Existem formas muito melhores para se tomar uma xícara de café de manhã. Como a minha rotina diária é um pouco caótica decidi perguntar a um perito. Recentemente, estava conversando com Paul Toscano, especialista em tudo o que se relaciona com café e diretor de marketing da Joyride Coffee, uma empresa especializada em café preparado a frio e armazenado em barris próprios para café. Pedi para ele que me falasse sobre alguns acessórios e utensílios que um consumidor ávido de café deve ter em casa.

Seguem-se as recomendações de Toscano, assim como as suas razões para afirmar que um aspirante a barista deve considerar acrescentar estes utensílios à sua coleção para preparação de café. Leia se estiver interessado em aprender a preparar um café matinal como os profissionais.

Uma Chemex

Penso que o melhor sistema para se fazer café em casa é o de “verter” ou pour-over. A menos que receba regularmente grupos grandes de pessoas em casa, esta é realmente a forma melhor, mais consistente e, sinceramente, a mais gratificante de se preparar café.

O meu utensílio preferido é a Chemex, que é um método de preparação de café experimentado e comprovado dos anos 40, altura em que foi inventado por um químico alemão. Para além de ser um método de preparação extremamente funcional, é também muito bonito. E isto não sou só eu que digo… A Chemex é parte integrante da coleção permanente do MOMA, o museu de arte moderna situado na cidade de Nova Iorque.

Uma chaleira de “pescoço de ganso”

Este utensílio é essencial para qualquer método de preparação de café artesanal ou por pour-over. Permite a você ter um controle mais preciso, algo necessário se estiver seguindo instruções de preparação de café à risca. Um bico normal de uma chaleira comum é muito largo e impreciso para a delicada tarefa que é preparar café caseiro.

Uma Aeropress

Para além da Chemex, ter um utensílio para preparação de café menor, como a V60 ou uma Aeropress, é ótimo quando se quer fazer apenas uma chávena de café de cada vez. Para qualquer um destes métodos, certifique-se de que adquire uma ou duas caixas de filtros e aperfeiçoe a preparação de café!

Uma balança

No que toca a balanças, adoro a Acaia. Não só é apelativa ao olhar, como é extremamente precisa e pode ser ligada ao celular para funcionalidades extra. Também vem com um temporizador, que é extremamente importante para métodos caseiros. Contudo, a Acaia é um pouco cara, por isso, uma balança simples e o temporizador do celular também servem.

Um moinho de café

Normalmente, os moinhos de café costumam ser um pouco negligenciados por parte dos leigos.
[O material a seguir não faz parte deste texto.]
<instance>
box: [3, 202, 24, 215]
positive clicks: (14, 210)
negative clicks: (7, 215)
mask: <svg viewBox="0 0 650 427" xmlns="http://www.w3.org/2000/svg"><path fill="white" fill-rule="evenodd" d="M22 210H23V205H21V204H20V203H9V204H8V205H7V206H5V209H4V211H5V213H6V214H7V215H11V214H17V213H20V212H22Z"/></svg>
Muitos cafés comprados nas lojas já vêm moídos ou podem ser moídos nelas. No entanto, se vai se dar ao trabalho de comprar grãos de café de boa qualidade, a moagem prévia vai acabar enfraquecendo o café e a exposição ao ar vai estragá-lo mais rápido. Se quer obter os melhores resultados, o ideal será moer os grãos mesmo antes de preparar o café. Só o cheirinho agradável do café acabadinho de moer deve ser incentivo suficiente.

Um livro sobre café em cima de uma mesa de centro

Por último, qualquer pessoa que deseje ter uma boa introdução à arte do café lê o “God in a Cup” (sem título oficial em português) de Michaele Weissman. Não só é uma leitura divertida, como os detalhes descritos sobre a criação e torrefação do café o vão deixar fascinado – logo nas primeiras 30 páginas. Pelo menos, foi o que me aconteceu na primeira vez que o li.